Answer: Piggly Wiggly is a C&S grocery store brand that mainly operates in the South and Midwest. 

It's the largest of several retail grocery store brands in the C&S portfolio, all of which are likely to be unfamiliar to Pacific Northwest shoppers; others include Grand Union and Southern Family Markets.

Piggly Wiggly is owned by C&S, but most Piggly Wiggly stores are franchises operated by affiliates. C&S acquired the Piggly Wiggly brand in 2003 and a franchise called Piggly Wiggly Carolina in 2014, but the wholesaler dates the start of its current expansion into brick-and-mortar grocery stores to 2021, when it acquired another franchise called Piggly Wiggly Midwest that included a handful of corporate-owned stores.

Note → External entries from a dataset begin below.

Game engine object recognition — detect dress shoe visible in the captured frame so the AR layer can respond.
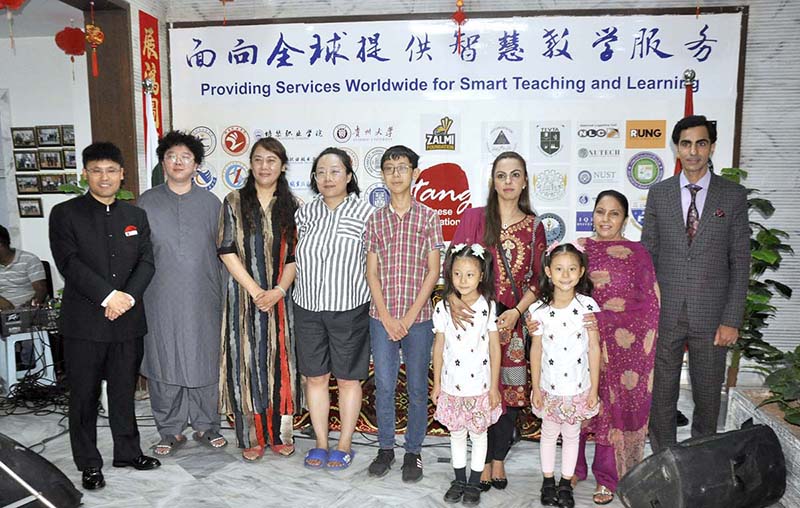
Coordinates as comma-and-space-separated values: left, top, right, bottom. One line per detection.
676, 410, 689, 427
491, 477, 508, 489
81, 467, 105, 490
112, 454, 161, 470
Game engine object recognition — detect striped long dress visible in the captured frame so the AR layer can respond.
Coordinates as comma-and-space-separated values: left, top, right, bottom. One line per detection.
217, 190, 300, 449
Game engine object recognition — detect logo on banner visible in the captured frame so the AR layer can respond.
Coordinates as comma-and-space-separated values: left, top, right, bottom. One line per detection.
222, 161, 248, 190
533, 169, 567, 201
412, 163, 471, 241
341, 147, 359, 174
578, 169, 618, 185
191, 126, 216, 157
333, 124, 352, 143
577, 148, 621, 160
625, 120, 667, 149
630, 198, 647, 230
364, 147, 385, 178
194, 162, 217, 190
539, 213, 566, 244
627, 152, 664, 189
425, 117, 456, 151
487, 126, 517, 156
577, 170, 592, 185
256, 128, 324, 141
577, 123, 620, 139
576, 211, 594, 232
367, 183, 391, 209
539, 127, 562, 156
578, 193, 591, 206
221, 126, 249, 156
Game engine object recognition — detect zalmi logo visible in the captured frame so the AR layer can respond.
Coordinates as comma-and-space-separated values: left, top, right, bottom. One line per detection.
425, 117, 456, 151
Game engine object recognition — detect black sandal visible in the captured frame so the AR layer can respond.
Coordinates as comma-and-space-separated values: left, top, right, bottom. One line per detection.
540, 477, 558, 506
557, 477, 575, 508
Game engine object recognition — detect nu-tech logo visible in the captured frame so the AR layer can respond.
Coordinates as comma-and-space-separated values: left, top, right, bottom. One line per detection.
625, 120, 667, 149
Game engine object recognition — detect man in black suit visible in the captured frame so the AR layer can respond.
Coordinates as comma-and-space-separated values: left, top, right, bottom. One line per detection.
49, 142, 160, 490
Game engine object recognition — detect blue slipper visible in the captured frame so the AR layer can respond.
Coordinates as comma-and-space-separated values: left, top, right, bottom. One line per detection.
304, 447, 328, 469
326, 448, 355, 470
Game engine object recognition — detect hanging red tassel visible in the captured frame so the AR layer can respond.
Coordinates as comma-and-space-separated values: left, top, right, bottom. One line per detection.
85, 2, 104, 78
1, 0, 28, 50
452, 0, 467, 55
220, 0, 233, 26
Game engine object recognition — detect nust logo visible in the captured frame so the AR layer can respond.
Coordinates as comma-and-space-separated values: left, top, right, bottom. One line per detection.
425, 117, 456, 151
626, 120, 666, 149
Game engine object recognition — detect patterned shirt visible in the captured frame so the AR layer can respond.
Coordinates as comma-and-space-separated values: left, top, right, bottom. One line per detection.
293, 193, 374, 312
365, 200, 444, 323
0, 249, 45, 306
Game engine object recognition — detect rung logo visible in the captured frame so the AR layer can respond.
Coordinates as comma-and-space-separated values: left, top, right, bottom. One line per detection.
625, 120, 666, 149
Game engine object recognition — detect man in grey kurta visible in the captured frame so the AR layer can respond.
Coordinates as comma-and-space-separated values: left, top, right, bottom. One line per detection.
138, 131, 226, 455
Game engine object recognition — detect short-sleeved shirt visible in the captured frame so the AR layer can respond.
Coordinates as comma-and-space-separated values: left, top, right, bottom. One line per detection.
293, 193, 374, 312
365, 200, 444, 323
0, 249, 45, 307
432, 296, 497, 397
530, 294, 599, 397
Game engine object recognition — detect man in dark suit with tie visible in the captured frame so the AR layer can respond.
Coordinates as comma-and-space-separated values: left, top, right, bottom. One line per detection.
49, 142, 160, 490
642, 115, 750, 452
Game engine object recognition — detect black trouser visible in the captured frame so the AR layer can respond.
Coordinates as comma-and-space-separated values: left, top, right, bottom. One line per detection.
64, 336, 143, 470
485, 406, 520, 464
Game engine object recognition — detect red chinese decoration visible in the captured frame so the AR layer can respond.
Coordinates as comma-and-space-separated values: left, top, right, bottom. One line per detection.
220, 0, 233, 26
0, 0, 28, 50
55, 26, 86, 60
452, 0, 467, 55
85, 1, 104, 77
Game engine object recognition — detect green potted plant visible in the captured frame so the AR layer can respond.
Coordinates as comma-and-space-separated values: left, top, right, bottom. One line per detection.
760, 346, 800, 425
721, 167, 792, 388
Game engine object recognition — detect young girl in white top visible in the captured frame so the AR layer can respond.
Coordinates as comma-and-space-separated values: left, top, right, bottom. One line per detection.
432, 243, 502, 507
527, 242, 600, 508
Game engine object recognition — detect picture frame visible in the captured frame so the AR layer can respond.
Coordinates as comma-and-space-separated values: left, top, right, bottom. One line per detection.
39, 174, 64, 193
35, 125, 61, 146
18, 198, 43, 218
63, 148, 77, 169
15, 175, 41, 194
14, 151, 39, 171
38, 149, 63, 170
60, 124, 75, 146
11, 127, 36, 148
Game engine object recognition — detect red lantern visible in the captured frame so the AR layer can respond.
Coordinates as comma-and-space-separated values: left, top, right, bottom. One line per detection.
0, 0, 28, 49
56, 27, 86, 60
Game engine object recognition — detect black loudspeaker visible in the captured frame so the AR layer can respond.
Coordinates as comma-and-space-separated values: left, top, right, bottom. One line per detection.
0, 433, 82, 507
617, 420, 785, 508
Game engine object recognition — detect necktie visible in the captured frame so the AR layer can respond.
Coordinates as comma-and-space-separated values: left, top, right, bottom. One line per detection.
686, 184, 701, 244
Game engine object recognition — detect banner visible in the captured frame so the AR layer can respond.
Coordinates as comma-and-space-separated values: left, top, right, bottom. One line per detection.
140, 10, 163, 141
170, 12, 743, 242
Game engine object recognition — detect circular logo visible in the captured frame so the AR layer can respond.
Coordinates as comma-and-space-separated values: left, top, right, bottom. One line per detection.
539, 212, 566, 244
194, 162, 217, 190
191, 126, 217, 157
221, 126, 250, 157
222, 161, 248, 190
578, 148, 589, 159
341, 147, 359, 174
533, 169, 567, 201
578, 193, 590, 206
487, 126, 517, 157
366, 183, 391, 209
364, 147, 386, 178
577, 170, 592, 185
332, 124, 352, 143
252, 129, 265, 141
627, 152, 664, 189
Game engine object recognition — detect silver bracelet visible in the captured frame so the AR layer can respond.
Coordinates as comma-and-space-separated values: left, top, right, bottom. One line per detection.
274, 285, 287, 297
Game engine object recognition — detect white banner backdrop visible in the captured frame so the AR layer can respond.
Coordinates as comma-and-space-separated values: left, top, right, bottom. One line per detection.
170, 12, 742, 242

ARE THE SOLD OFF OREGON STORES GOING TO BE RENAMED?

Answer: Unknown. 

C&S's announcement of the deal mentions that the wholesaler will gain "exclusive licensing rights" to the Albertsons brand name in California, Arizona, Colorado and Wyoming, which suggests an intent to keep using the current names in those states — but it doesn't say anything about the Oregon and Washington stores.

So, could Oregon Safeway shoppers find themselves shopping at a Piggly Wiggly? Again, unknown — but it's worth noting that the latest divestment proposal also includes Albertsons's Haggen brand and Kroger's QFC brand, along with the Oregon and Washington stores that the two companies operate under those brand names. So if C&S did opt to rename its new stores, it would have two options that are more familiar to Pacific Northwest shoppers.

The most recent historical example points to a rebrand; When Albertsons bought Safeway in 2015, the two chains sold off about 150 West Coast stores to Haggen, which was independent at the time and renamed them all. The rebrand was part of the deal; federal regulators wanted the expanded Haggen chain to directly compete with Albertsons in the West Coast market (it didn't work). 

But again, at this point C&S has given no direct indication about what it plans to do if the deal goes through and it acquires the stores.